Op zaterdag meldden passanten dat in de Oostvaardersplassen honderden dode vissen dreven en bij het gebied de geur van rotte vis hing. De meeste dode vissen drijven in de Grote Plas langs de Oostvaardersdijk.
De dieren zijn gestorven door de hitte, in combinatie met zuurstoftekort in het water van het moerasgebied. Het zuurstoftekort wordt veroorzaakt door algen die 's nachts de zuurstof uit het water halen, zo laat de woordvoerder weten. Zondag zei oud-beheerder Nico Dijkshoorn van de Oostvaardersplassen ook al dat de dieren door zuurstofgebrek dood zijn gegaan.
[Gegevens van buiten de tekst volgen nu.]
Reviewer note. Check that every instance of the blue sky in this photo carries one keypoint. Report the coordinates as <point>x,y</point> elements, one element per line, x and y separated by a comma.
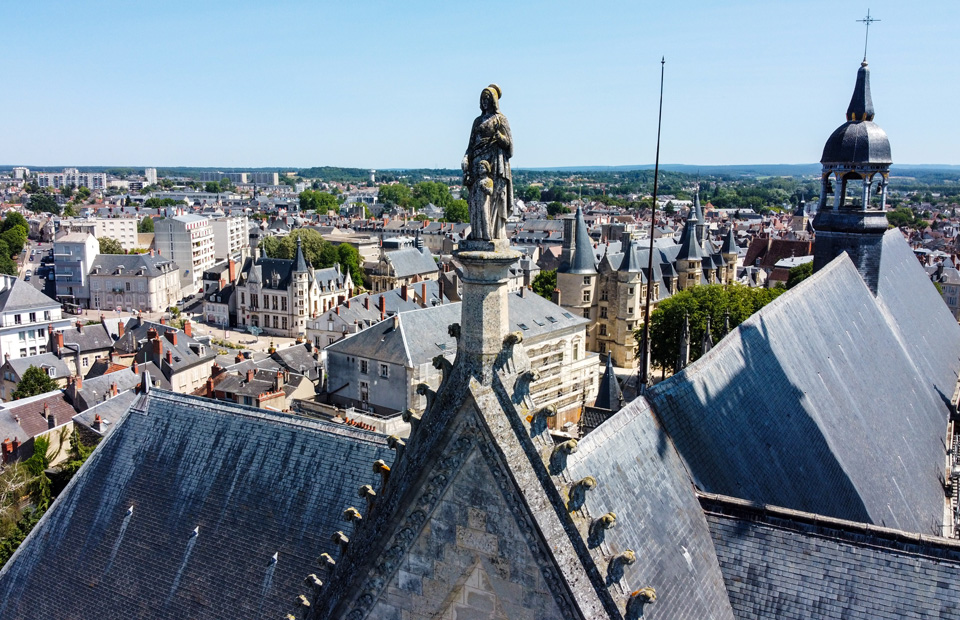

Waterpeil verlaagd en verhoogd
Om te voorkomen dat de vissen dood zouden gaan, is vorige week water binnengelaten vanuit het Markermeer. "Maar we zijn ingehaald door de extreme weersomstandigheden van afgelopen week", zegt de woordvoerder van de provincie. Eind vorig jaar is het waterpeil juist verlaagd.
De provincie kan niet zeggen of die verlaging iets te maken heeft met de vissensterfte. Het water wordt voor een periode van 3 tot 4 jaar met zo'n 80 centimeter verlaagd. Deze zogeheten moeras-reset moet ervoor zorgen dat bepaalde vogelsoorten terugkeren naar het natuurgebied.
Volgens de woordvoerder zullen de vissen binnen een week of twee weg zijn doordat ze zijn opgegeten of vergaan.